Someone shouted, ‘What about you suffragettes destroying public property?’

Maggie rose on her tiptoes and bellowed back, ‘We women have to resort to damaging the property of the rich and powerful because they won’t listen to our arguments or give us justice. But we pay, all right. We pay with our bodies. Do you know what they’re doing to women in British prisons?’ Her voice rose. ‘Torturing them, that’s what!’

‘That’s right,’ Rose Johnstone came to her friend’s support, ‘women are being brutalised by our own British doctors and prison warders - it’s barbaric.’ Her face glowed crimson with indignation under her shock of frizzy red hair.

‘Aye,’ a woman burdened with a large basket of shopping and an infant agreed. ‘It’s not right what they’re doing, no matter what the Pankhursts and them have done.’

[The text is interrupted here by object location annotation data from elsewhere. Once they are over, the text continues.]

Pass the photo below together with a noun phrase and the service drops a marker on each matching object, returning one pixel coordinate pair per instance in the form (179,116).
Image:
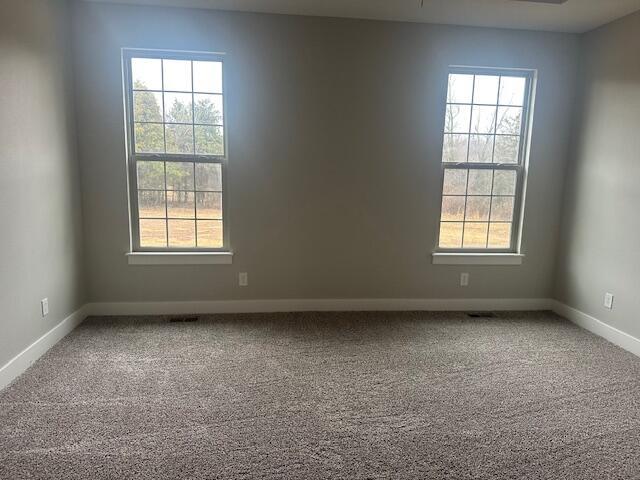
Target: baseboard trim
(327,305)
(18,364)
(598,327)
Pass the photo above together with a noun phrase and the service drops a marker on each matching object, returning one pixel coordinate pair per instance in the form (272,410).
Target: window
(176,150)
(483,159)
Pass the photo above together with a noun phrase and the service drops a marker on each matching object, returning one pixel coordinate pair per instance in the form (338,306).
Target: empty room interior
(320,239)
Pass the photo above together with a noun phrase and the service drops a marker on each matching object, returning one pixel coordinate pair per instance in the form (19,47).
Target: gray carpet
(326,395)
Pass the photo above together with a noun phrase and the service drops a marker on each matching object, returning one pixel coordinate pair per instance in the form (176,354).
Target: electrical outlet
(608,300)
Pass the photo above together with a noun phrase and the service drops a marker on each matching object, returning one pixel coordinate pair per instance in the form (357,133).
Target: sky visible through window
(483,128)
(177,109)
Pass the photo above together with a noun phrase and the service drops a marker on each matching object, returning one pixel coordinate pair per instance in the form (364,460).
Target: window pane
(207,77)
(149,137)
(210,233)
(179,176)
(499,235)
(208,109)
(450,235)
(457,119)
(179,138)
(486,89)
(182,233)
(502,209)
(209,140)
(150,175)
(504,182)
(477,209)
(153,233)
(481,148)
(509,119)
(454,148)
(178,108)
(512,90)
(475,235)
(507,149)
(452,209)
(209,205)
(180,205)
(455,182)
(483,119)
(177,75)
(208,177)
(460,88)
(480,182)
(151,204)
(146,73)
(147,106)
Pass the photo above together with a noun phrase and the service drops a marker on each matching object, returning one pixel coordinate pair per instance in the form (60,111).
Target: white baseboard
(615,336)
(18,364)
(328,305)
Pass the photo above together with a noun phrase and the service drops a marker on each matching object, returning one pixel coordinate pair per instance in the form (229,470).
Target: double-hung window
(483,159)
(176,150)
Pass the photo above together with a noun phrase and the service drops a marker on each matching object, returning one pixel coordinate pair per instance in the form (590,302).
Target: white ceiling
(572,16)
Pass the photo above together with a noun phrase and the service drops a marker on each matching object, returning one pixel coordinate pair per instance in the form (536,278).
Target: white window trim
(488,256)
(203,255)
(179,258)
(439,258)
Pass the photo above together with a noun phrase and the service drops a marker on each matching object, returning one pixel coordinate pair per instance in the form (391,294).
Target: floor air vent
(183,319)
(481,314)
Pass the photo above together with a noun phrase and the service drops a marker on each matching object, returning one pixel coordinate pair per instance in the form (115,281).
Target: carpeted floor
(324,396)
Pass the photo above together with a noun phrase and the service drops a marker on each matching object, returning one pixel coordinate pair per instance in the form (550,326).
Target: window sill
(179,258)
(477,258)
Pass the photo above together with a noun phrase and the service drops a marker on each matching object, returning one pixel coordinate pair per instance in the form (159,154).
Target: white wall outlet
(608,300)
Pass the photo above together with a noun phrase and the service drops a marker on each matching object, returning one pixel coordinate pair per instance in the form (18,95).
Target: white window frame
(464,255)
(133,157)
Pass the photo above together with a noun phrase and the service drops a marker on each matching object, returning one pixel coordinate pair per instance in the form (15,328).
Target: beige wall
(40,214)
(335,138)
(600,250)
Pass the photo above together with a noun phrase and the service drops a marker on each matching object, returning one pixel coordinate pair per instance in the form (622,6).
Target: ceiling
(572,16)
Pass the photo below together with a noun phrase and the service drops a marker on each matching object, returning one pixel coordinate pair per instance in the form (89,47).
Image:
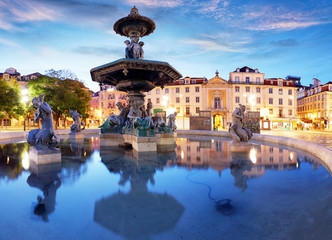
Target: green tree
(62,95)
(10,99)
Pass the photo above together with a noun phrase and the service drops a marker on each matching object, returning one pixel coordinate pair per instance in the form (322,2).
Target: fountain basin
(132,74)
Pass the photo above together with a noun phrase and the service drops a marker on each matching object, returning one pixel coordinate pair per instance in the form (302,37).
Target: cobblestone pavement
(323,138)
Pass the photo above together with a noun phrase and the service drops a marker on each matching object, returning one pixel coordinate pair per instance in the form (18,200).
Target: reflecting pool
(114,193)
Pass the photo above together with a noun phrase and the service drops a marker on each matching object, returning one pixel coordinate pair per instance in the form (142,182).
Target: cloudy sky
(196,37)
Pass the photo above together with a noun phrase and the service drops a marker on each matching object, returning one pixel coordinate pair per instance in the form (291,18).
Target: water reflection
(46,178)
(11,164)
(138,213)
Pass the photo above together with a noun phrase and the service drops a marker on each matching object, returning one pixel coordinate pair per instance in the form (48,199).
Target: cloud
(266,18)
(8,42)
(285,42)
(156,3)
(210,45)
(83,13)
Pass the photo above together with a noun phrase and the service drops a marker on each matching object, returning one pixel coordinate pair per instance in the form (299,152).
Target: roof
(243,69)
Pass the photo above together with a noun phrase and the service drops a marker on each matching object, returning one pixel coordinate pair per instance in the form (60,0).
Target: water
(113,193)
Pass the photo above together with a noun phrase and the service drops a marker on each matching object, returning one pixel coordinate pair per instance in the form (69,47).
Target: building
(217,94)
(314,105)
(103,104)
(183,96)
(274,98)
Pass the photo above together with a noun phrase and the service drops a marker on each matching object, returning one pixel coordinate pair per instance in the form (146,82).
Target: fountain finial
(133,11)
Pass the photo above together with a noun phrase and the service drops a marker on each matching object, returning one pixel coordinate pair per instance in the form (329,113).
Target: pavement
(321,137)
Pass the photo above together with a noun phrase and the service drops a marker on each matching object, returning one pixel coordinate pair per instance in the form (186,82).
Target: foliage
(10,99)
(61,74)
(62,95)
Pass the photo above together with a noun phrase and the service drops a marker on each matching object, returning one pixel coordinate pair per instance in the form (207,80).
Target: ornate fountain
(135,75)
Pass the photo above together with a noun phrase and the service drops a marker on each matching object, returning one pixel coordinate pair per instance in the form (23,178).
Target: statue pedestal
(75,136)
(166,139)
(111,139)
(44,156)
(144,144)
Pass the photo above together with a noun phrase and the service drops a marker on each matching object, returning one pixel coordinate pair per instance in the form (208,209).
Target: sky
(196,37)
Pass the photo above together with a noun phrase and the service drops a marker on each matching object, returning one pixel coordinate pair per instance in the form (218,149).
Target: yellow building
(183,96)
(217,94)
(274,98)
(315,106)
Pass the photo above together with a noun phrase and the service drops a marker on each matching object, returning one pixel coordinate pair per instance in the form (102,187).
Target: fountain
(134,75)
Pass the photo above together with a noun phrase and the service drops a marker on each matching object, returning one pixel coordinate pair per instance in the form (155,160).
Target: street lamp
(182,111)
(25,100)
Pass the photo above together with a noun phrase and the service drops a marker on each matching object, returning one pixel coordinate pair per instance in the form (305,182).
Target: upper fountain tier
(134,25)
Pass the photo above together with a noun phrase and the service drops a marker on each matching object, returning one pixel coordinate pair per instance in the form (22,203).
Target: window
(187,110)
(217,102)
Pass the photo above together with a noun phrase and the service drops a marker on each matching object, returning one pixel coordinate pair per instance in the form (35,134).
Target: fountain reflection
(46,178)
(12,160)
(138,213)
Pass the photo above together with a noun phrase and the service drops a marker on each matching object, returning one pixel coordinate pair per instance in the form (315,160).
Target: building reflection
(139,213)
(245,163)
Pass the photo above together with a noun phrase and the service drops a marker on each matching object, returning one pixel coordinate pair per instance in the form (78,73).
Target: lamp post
(182,111)
(25,100)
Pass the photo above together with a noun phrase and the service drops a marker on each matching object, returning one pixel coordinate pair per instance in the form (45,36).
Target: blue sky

‘And it’s going to get worse,’ Maggie continued, feeling a thawing of hostility among the crowd. ‘The government have brought in this new law, the "Cat and Mouse" Act, which means that when the women get worn down and ill they send them home, then re-arrest them when they’re only half recovered. This way they’re trying to keep us lasses in prison for months. We’ve been outlawed and banned for daring to speak against the government.’ Her vital grey eyes scanned her audience as she shook the damaged newspaper in the air. ‘But, by heck, they’ll not silence our protest with their wicked laws! However many women foot soldiers they lock away, there’ll be more to rise up and take their place and carry forward the banner of justice for women. For ours is a just cause and we will have victory!’

Rose cheered and someone behind her started to clap. Maggie’s pale face shone as it always did when roused by her own oratory. Rose marvelled once again how people forgot her friend’s small stature and delicate appearance as soon as she began to speak in that loud resonant voice that brought horses to a standstill and children to gawp.